Sebentar saya berpikir mempertimbangkan maksudnya. Tidak salahnya saya mencoba, kata gerak hati saya berbicara. Mencoba sesuatukan tidak bayar. Malahan akan dapat kebaikan kalau yang kita coba adalah sesuatu yang menghantarkan kita menuju pada kebaikan.
“Bagaimana, Nak? Mau tidak kita bertukar amal?” tanyanya untuk terakhir kali. Senyumnya sejuk menghangati perasaan hati saya. Mendamaikan perasaan saya.
“Kalau saya mau. Kira-kira amal apa yang bisa saya berikan untuk bapak?”
“Amal yang berupa salat sunah dua rakaat yang khusuk dan selesai salat anak harus mendoakan saya agar dapat menjadi saudara kandung hatimu.”
“Apa?” kaget saya mendengar permintaannya yang terkesan aneh.
“Itu kalau anak setuju!” pertegas bapak tua itu lemah lembut dan berwibawa. Saya perhatikan wajah bapak tua itu sesaat. Ia juga memperhatikan saya dengan tidak melupakan menunjukan wajah keramahannya.
“Bagaimana, Nak? Setuju?”
“Insya allah Pak, saya setuju,” kata saya memantapkan hati untuk melakukan apa yang diminta bapak tua itu. Sebab saya penasaran dengan halaman terakhir Majalah Annida yang dikatakannya. Apa isinya? Sehingga begitu istimewanya. Bapak tua itu tetap tersenyum. Senyuman yang tidak pupus dari bibirnya. Seperti tidak pupusnya sinar matahari dari pemberi sinar tersebut.

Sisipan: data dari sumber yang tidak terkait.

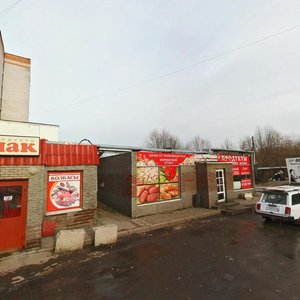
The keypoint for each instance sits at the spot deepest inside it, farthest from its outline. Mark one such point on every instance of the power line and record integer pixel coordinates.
(180, 69)
(3, 12)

“Alhamdulillah Nak, kalau anak sudah setuju. Tapi bapak menginginkan bahwa sebelumnya kamu harus berjanji dulu tak boleh memberitahukan pertemuan kita ini kepada siapapun dan merahasiakan halaman terakhir Majalah Annida itu untuk selama-lamanya. Sekiranya halaman terakhir Majalah Annida itu sudah kamu baca. Kalau orang lain mengetahui sendiri halaman terakhir itu, tidak jadi masalah,” sarankannya.
“Ya, Pak. Saya akan berjanji dan bersumpah demi Allah untuk merahasikan pertemuan ini dan isi halaman terakhir Majalah Annida itu.”
“Bagus Nak, kalau begitu. Silakan anak melakukan amal yang saya minta,” anjur bapak tua itu.
Saya mulai melakukan salat sunah rakaat dengan khusuknya. Selanjutnya saya berdoa pada Allah sesuai dengan permintaan bapak tua itu. Seterusnya saya mulai menagih janjinya. Saya tak sadar bahwa bapak tua itu telah menghilag. Saya mencarinya ke sana ke mari. Namun tak pernah saya temukan. Saya hanya menemukan Majalah Annida sebagai penukar amal kami. Kapan bapak tua itu menghilang ya?
Bapak tua yang aneh, gerung batin saya sembari tangan saya mengambil Majalah Annida itu yang tergeletak indah di lantai keramik masjid.
~oOo~
Desta kebingungan. Majalah Annida yang dipinjamnya dari Saleha, hilang.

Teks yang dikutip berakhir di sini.